Be there for her quietly. Be ready for her to move on before you are. Don’t assume she is crushed forever; sometimes the inside view of a relationship is not so rosy, and 20-somethings are ready for something better even if they aren’t sure of who that will be. And don’t ever fall in love with the bf again!

I would say – girls, break up in person. Guys have feelings too. Don’t be a jerk! And don’t lie about your feelings to save his – just get it over with, and let everyone move on.

My son has been dating a girl for 6 years, since junior year in hs. They went away two separate colleges, and managed to stay together. The poor girl probably thinks I am lukewarm to her, but in all honesty, I absolutely ADORE her. I just try to keep my feelings in check because I would be devastated if they broke up.

So glad to hear I am not alone in loving the significant others of our children. I think because my D and her bf started dating when she was a sophomore and he was a junior in HS, it will be different than anyone she dates in college or from here on out. With this bf, I drove them everywhere until he could drive, then he was at our house after school, weekends, for dinner, family vacations with his family and ours, saturday BBQ’s, etc…He was truly integrated into our family. That won’t be an issue from here on out because she is away at college and I won’t get to know the next boy the same way.
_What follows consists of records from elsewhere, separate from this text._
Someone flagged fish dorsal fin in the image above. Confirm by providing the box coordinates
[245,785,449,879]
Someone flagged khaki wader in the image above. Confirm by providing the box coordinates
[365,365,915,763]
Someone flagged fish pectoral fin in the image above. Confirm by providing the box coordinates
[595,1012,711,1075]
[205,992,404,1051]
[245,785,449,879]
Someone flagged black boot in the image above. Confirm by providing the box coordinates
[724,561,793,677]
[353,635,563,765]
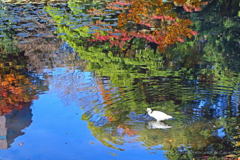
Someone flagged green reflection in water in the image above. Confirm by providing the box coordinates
[13,1,239,159]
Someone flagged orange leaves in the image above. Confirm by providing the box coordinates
[173,0,208,12]
[0,73,36,114]
[87,0,207,50]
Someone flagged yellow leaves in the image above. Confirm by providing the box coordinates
[0,73,36,114]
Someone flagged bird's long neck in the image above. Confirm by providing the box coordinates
[148,110,152,115]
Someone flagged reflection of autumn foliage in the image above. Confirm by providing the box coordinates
[0,74,36,114]
[89,0,206,50]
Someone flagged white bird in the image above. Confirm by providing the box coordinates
[147,121,172,129]
[147,108,172,122]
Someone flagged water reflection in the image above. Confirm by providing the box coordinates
[0,0,240,159]
[0,107,32,149]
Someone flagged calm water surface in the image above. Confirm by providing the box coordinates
[0,0,240,160]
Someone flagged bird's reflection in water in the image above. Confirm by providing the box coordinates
[0,107,32,149]
[147,121,172,129]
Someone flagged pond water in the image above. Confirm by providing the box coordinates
[0,0,240,160]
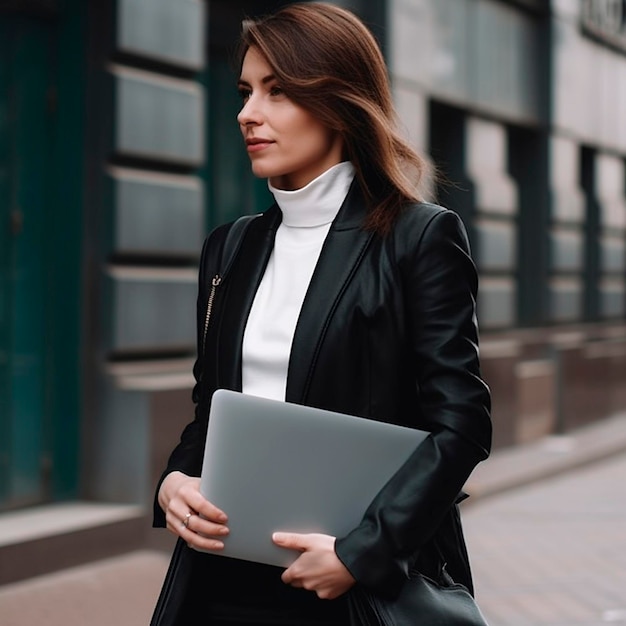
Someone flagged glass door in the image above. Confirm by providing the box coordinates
[0,17,54,509]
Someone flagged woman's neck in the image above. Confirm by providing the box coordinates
[268,161,355,228]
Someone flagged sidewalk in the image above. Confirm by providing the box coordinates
[464,452,626,626]
[0,415,626,626]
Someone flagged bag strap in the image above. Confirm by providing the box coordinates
[202,215,258,355]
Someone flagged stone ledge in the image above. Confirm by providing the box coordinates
[0,502,150,585]
[465,413,626,504]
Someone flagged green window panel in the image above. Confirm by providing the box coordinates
[111,169,204,256]
[117,0,206,70]
[114,68,205,167]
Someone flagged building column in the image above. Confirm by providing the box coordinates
[466,117,519,329]
[548,136,585,322]
[596,154,626,319]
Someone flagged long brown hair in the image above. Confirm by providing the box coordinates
[238,2,425,234]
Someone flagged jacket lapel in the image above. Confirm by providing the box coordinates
[286,182,373,403]
[217,205,281,391]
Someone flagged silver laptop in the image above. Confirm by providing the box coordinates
[200,389,428,567]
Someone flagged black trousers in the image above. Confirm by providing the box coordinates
[177,555,350,626]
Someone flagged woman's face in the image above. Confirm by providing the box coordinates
[237,48,343,189]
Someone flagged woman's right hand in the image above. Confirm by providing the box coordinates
[159,472,228,551]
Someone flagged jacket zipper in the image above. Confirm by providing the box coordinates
[202,274,222,355]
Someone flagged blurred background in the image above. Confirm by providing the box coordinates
[0,0,626,620]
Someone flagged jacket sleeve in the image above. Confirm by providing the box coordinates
[152,226,226,528]
[335,211,491,595]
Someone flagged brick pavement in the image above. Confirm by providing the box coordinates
[0,416,626,626]
[463,453,626,626]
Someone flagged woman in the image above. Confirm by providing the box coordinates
[154,3,491,625]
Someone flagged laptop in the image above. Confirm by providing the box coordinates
[200,389,428,567]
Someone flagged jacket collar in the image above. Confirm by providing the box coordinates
[217,182,372,403]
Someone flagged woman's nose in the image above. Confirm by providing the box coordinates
[237,97,261,126]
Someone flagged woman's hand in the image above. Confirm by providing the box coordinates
[272,533,355,600]
[159,472,228,550]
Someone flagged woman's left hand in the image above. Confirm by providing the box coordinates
[272,533,356,600]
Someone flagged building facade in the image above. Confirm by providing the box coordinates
[0,0,626,572]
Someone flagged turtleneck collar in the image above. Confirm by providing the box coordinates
[267,161,355,228]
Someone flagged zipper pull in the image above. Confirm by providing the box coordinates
[202,274,222,354]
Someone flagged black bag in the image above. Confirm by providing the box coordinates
[349,568,488,626]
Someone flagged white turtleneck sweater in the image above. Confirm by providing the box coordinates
[242,161,354,400]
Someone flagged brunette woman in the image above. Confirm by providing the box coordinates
[153,3,491,626]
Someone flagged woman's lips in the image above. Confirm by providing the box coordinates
[246,139,274,152]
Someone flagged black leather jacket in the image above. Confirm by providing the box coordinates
[154,179,491,595]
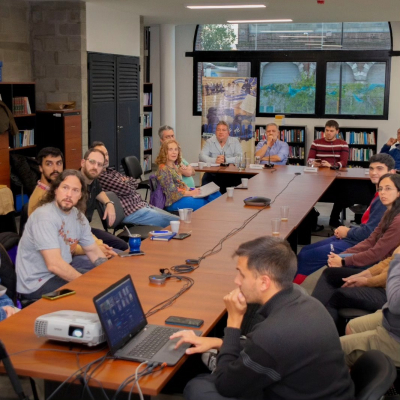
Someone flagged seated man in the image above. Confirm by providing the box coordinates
[158,125,196,188]
[294,154,395,285]
[381,129,400,169]
[171,237,354,400]
[340,247,400,367]
[81,149,128,251]
[16,169,107,300]
[256,123,289,165]
[307,120,348,230]
[28,147,116,262]
[92,142,179,228]
[200,121,243,193]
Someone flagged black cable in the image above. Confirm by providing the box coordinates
[171,176,298,274]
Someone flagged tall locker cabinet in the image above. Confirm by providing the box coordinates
[88,53,140,170]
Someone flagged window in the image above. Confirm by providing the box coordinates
[187,22,392,119]
[259,62,316,114]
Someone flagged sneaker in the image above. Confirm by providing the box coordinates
[201,349,218,372]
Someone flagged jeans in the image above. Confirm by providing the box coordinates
[166,192,221,212]
[123,206,179,228]
[294,236,359,285]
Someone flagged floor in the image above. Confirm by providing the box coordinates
[0,191,354,400]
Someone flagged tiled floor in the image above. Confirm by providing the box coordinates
[0,191,353,400]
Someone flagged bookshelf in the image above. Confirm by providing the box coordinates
[254,125,307,165]
[142,83,153,173]
[0,82,36,186]
[314,126,378,168]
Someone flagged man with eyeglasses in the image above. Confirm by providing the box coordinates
[81,149,128,250]
[92,142,179,228]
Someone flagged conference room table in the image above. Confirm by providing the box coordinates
[0,166,368,399]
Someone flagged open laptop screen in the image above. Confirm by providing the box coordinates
[93,275,147,354]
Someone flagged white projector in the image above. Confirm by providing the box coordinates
[35,310,106,346]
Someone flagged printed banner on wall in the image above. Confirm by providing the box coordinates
[202,77,257,141]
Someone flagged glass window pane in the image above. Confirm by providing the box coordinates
[197,62,251,111]
[259,62,317,114]
[325,62,386,115]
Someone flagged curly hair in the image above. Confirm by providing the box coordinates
[156,139,182,165]
[38,169,87,221]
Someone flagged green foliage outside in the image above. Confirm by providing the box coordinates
[325,82,385,115]
[260,72,315,114]
[201,24,236,50]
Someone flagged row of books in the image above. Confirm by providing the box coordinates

I am SO glad that things are ending on a good note…as good as it can be when a 3 year relationship ends this young. That’s a significant portion of their lives thus far. Her best friend cheated on her boyfriend of 3+ years and she damn near shattered that boy and it was a total and absolute mess. I am very glad that this is amicable. Even if sad.
@greenbutton I am glad to hear you cried too, lol. I definitely shed some tears the last few days, but only when I was alone and my D does not know this. I was feeling like maybe I was crazy for grieving the end of HER relationship, but at least I know others have felt the same way.

Maybe I am alone in this – but I have (a husband) plus 2 sons, 2 brothers, no sisters, no daughters. When my sons bring home a sweet girl it’s really tough not to hope this is a future DIL. (The older one is late 20s, so it’s not like he’s introducing me to his junior prom date!)